The American College of Obstetricians and Gynecologists released a Committee Opinion this month entitled Moderate Caffeine Consumption During Pregnancy. The Committee Opinion examines a long-standing debate: is maternal caffeine consumption related to spontaneous miscarriage?
Caffeine raises a woman’s levels of catecholamines—hormones released into the blood in response to stress—and crosses the placenta to her unborn child. Sources of caffeine include coffee, tea, soft drinks, and chocolate.

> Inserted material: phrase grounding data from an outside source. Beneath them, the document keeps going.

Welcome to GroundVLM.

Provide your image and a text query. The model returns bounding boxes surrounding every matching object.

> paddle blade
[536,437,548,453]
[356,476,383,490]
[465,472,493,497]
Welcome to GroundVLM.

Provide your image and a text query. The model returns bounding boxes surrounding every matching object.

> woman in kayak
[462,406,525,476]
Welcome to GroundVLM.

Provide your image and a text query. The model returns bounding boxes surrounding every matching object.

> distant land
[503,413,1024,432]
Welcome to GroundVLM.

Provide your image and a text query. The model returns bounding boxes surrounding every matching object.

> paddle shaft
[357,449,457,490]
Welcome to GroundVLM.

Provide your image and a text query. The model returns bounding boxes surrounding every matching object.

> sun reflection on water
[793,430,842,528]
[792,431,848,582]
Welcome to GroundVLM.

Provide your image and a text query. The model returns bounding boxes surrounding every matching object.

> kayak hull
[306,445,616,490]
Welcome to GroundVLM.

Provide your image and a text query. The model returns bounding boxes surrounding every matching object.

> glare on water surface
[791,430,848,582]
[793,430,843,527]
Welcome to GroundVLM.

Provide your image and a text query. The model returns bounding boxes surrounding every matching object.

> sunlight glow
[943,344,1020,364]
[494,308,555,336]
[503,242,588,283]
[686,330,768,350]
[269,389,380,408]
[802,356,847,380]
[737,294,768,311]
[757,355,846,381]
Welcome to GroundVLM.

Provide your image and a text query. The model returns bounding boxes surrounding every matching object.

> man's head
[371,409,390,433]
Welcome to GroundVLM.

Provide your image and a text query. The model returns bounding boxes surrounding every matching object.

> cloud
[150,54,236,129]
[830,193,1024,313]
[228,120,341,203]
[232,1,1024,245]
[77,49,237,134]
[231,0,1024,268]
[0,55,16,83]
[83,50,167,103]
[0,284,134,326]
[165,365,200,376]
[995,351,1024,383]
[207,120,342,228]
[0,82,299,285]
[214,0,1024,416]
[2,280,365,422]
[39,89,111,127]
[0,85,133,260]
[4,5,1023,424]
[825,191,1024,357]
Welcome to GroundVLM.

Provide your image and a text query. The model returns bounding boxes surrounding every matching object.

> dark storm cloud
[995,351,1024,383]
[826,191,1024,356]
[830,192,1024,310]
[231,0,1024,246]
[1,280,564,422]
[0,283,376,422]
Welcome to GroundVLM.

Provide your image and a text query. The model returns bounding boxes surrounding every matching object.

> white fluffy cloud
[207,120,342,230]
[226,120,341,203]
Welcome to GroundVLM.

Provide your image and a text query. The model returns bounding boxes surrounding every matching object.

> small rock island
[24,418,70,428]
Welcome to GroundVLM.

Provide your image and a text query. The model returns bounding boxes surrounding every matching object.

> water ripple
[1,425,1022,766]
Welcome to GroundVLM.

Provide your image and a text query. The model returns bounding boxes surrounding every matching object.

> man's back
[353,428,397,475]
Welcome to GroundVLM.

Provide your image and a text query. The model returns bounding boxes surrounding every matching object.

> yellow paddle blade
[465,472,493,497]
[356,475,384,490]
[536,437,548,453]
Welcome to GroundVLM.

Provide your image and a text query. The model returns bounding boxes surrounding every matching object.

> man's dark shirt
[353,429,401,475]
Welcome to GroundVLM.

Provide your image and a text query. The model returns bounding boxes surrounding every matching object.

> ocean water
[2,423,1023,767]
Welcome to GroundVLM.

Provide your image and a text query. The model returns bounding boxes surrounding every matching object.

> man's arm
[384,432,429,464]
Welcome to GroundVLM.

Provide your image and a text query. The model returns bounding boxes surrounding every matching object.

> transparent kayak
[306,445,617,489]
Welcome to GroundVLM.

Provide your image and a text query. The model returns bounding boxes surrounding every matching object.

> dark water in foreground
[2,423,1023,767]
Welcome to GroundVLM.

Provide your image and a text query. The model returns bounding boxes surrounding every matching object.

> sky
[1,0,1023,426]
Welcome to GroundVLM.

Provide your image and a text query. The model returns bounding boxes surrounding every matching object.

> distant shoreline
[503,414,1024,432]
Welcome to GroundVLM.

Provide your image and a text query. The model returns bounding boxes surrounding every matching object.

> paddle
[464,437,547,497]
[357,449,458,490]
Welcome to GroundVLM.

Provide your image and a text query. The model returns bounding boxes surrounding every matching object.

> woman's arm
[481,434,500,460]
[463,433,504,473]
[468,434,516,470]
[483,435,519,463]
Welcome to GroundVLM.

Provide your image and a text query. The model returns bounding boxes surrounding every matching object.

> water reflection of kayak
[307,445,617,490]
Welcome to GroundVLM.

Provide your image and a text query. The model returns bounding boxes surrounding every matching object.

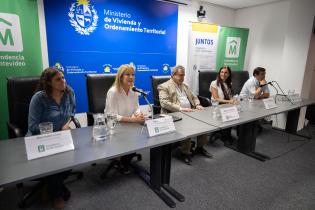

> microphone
[132,86,153,119]
[132,86,148,96]
[259,81,274,88]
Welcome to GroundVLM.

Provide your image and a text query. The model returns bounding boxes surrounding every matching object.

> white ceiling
[200,0,284,9]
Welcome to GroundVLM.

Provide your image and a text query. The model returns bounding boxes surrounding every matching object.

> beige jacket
[157,79,200,113]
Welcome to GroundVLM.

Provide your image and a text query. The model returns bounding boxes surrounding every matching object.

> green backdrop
[0,0,43,140]
[216,27,249,71]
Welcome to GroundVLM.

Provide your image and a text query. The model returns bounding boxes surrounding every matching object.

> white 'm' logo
[0,13,23,52]
[225,37,241,58]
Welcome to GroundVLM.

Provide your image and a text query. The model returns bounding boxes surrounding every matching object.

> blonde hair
[114,64,135,91]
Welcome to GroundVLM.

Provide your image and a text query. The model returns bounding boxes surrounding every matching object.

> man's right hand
[180,108,194,112]
[260,79,267,86]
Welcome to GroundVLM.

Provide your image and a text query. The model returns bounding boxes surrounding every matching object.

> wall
[234,1,291,92]
[234,0,315,95]
[176,1,235,68]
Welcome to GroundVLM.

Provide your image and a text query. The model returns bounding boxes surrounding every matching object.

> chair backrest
[86,74,116,126]
[7,76,40,138]
[231,71,249,95]
[198,71,217,98]
[151,76,170,108]
[198,71,250,98]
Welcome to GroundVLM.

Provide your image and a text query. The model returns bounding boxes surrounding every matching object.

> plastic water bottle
[211,98,219,118]
[233,95,242,112]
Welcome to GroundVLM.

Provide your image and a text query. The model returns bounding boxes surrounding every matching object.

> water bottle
[233,94,242,112]
[92,113,108,141]
[211,98,219,118]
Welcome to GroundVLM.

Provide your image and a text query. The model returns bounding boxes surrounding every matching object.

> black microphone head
[132,86,137,91]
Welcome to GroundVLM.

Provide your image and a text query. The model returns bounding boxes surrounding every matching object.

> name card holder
[25,130,75,160]
[263,98,278,109]
[220,106,240,122]
[146,115,176,137]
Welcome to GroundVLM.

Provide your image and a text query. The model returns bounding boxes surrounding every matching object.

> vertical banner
[44,0,178,112]
[186,22,219,93]
[216,27,249,71]
[0,1,43,139]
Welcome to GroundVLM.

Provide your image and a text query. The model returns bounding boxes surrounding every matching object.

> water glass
[106,113,117,135]
[288,89,295,96]
[39,122,53,134]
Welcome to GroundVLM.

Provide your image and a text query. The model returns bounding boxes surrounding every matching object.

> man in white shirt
[158,65,213,165]
[240,67,270,99]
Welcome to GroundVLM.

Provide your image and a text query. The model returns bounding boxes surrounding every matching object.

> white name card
[146,115,175,137]
[263,98,278,109]
[25,130,75,160]
[220,106,240,122]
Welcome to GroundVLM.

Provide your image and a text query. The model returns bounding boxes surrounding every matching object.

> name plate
[220,106,240,122]
[146,115,175,137]
[263,98,278,109]
[25,130,75,160]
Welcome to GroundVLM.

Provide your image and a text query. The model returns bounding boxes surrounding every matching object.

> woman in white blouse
[209,66,234,144]
[210,66,235,104]
[105,64,145,123]
[104,64,145,174]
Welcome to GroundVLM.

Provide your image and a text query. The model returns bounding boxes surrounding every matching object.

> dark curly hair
[216,66,232,100]
[37,67,71,97]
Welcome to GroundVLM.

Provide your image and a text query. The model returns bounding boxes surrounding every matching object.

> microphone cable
[178,108,222,130]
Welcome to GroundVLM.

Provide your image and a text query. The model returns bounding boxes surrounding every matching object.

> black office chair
[85,74,141,178]
[151,75,171,114]
[232,71,249,95]
[198,71,218,107]
[6,76,83,208]
[86,74,116,126]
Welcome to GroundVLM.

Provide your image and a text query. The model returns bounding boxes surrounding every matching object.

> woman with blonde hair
[105,64,145,123]
[105,64,145,174]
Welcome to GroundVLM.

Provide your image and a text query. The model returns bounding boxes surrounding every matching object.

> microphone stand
[273,81,294,105]
[269,82,279,104]
[142,93,154,120]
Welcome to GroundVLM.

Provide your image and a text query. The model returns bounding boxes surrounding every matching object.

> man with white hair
[158,65,213,165]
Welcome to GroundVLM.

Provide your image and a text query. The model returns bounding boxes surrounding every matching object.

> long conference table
[0,113,218,208]
[0,97,314,208]
[183,98,315,161]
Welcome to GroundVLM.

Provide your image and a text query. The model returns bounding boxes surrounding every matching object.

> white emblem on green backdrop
[0,0,43,140]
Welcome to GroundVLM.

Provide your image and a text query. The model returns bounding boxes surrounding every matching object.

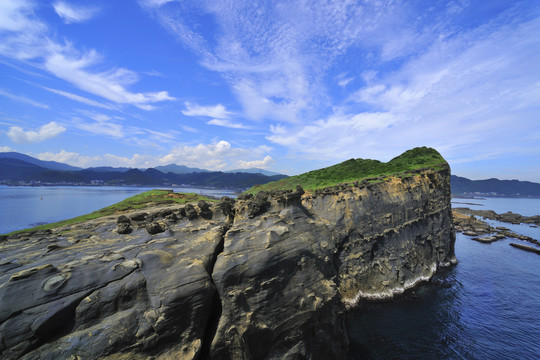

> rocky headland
[0,148,456,359]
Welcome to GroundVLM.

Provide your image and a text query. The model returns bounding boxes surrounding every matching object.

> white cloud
[0,0,174,110]
[0,0,42,33]
[265,9,540,165]
[44,47,176,110]
[207,119,248,129]
[53,1,100,24]
[337,77,354,88]
[36,141,273,171]
[37,150,84,164]
[138,0,175,8]
[42,87,117,110]
[7,122,66,144]
[236,155,274,169]
[182,102,230,118]
[157,140,272,170]
[181,125,199,133]
[0,146,14,152]
[0,88,50,109]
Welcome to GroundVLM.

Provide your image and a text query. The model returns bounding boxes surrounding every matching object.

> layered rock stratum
[0,164,456,359]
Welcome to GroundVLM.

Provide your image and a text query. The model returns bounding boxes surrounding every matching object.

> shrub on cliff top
[246,146,447,193]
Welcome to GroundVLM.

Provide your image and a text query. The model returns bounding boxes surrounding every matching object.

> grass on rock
[246,147,447,194]
[6,190,214,236]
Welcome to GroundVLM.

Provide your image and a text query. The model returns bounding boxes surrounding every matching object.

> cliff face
[0,167,455,359]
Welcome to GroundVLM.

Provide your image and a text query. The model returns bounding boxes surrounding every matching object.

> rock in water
[0,168,455,359]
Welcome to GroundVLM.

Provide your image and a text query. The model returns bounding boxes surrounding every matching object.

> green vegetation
[246,147,447,194]
[6,190,214,236]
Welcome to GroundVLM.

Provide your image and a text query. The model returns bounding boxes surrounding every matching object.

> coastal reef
[0,150,456,359]
[453,207,540,251]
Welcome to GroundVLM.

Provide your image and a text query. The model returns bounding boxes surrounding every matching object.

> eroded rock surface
[0,167,455,359]
[0,200,233,360]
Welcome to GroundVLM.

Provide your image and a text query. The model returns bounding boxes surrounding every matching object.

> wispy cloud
[44,47,176,110]
[7,122,66,143]
[141,1,440,123]
[207,119,249,129]
[182,101,249,129]
[268,12,540,163]
[42,87,116,110]
[182,102,230,118]
[52,1,100,24]
[0,0,174,110]
[0,88,50,109]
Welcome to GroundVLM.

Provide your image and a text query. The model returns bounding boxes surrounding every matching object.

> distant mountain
[451,175,540,197]
[0,154,286,190]
[0,158,48,180]
[86,166,131,173]
[0,152,81,171]
[154,164,210,174]
[226,168,285,176]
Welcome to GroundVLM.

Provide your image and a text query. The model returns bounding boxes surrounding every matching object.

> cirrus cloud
[53,1,100,24]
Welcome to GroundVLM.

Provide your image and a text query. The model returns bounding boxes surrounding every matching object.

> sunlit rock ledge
[0,167,455,359]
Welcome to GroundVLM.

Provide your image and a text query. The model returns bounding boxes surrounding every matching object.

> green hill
[246,147,447,194]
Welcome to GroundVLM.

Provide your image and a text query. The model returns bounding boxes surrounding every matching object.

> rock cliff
[0,167,455,359]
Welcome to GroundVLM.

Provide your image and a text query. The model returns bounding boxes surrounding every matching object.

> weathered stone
[184,204,198,220]
[145,221,167,235]
[0,167,455,359]
[130,212,147,222]
[117,215,131,224]
[198,200,213,219]
[117,222,132,234]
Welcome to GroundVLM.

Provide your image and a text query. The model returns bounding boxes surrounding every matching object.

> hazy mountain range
[1,152,539,196]
[0,152,287,189]
[450,175,540,197]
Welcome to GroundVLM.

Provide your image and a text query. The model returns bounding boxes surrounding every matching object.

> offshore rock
[0,167,455,359]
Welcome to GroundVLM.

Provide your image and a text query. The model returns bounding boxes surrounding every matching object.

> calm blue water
[0,186,235,234]
[347,197,540,360]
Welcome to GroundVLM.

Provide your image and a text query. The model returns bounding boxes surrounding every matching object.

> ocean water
[0,186,235,234]
[347,197,540,360]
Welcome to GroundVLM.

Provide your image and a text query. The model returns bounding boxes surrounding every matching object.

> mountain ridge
[450,175,540,197]
[0,153,287,190]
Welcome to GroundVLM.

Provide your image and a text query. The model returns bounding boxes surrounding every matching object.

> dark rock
[236,193,253,200]
[197,200,213,219]
[472,236,497,243]
[116,215,131,224]
[130,212,147,222]
[117,222,132,234]
[184,204,198,220]
[509,243,540,255]
[145,221,167,235]
[245,191,269,218]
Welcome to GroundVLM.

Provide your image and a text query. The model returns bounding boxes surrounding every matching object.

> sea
[1,187,539,359]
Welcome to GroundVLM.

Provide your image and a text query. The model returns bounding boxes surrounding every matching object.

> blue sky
[1,0,539,181]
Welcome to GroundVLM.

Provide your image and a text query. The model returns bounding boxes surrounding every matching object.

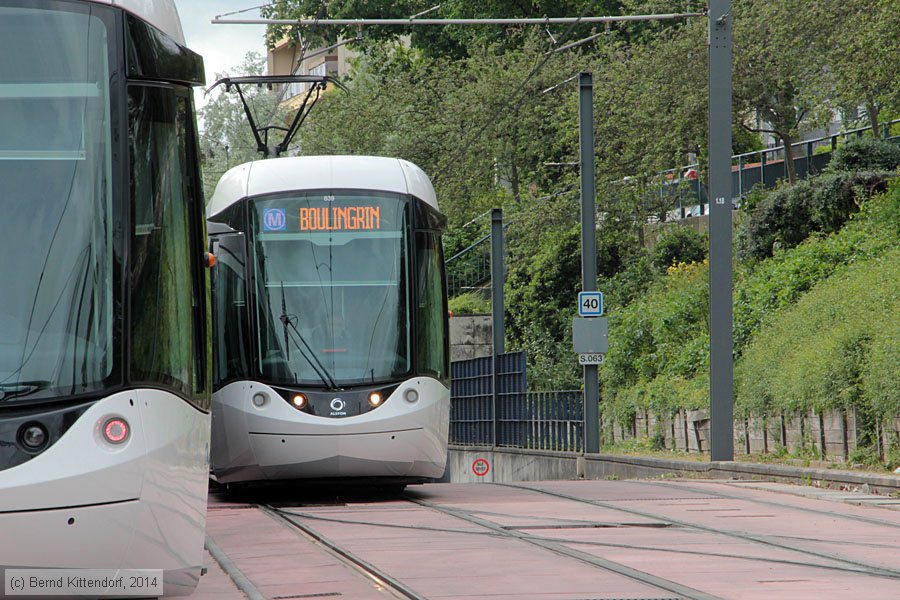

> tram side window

Most studies on the relationship between caffeine and miscarriage have significant limitations, including small sample size and recall bias. The new Clinical Bulletin explores the results of several recent, higher-quality studies. The good news is that they found no link between moderate caffeine consumption and miscarriage. However, the results regarding higher levels of caffeine consumption are not black and white. The Committee Opinion states:
“Moderate caffeine consumption (less than 200mg per day) does not appear to be a major contributing factor in miscarriage or preterm birth. The relationship of caffeine to growth restriction remains undetermined. A final conclusion cannot be made at this time as to whether there is a correlation between high caffeine intake and miscarriage.”Nutrition research can be especially challenging due to the difficulty of isolating various nutrients and controlling for confounding factors. For example, are the women consuming large amounts of caffeine in these studies getting a good night’s sleep? Are they using caffeine to keep up with a high-stress job?
What are your thoughts on this Committee Opinion? If you’re expecting, will it change your caffeine habit? Midwives, will this affect the advice you give to your patients and clients?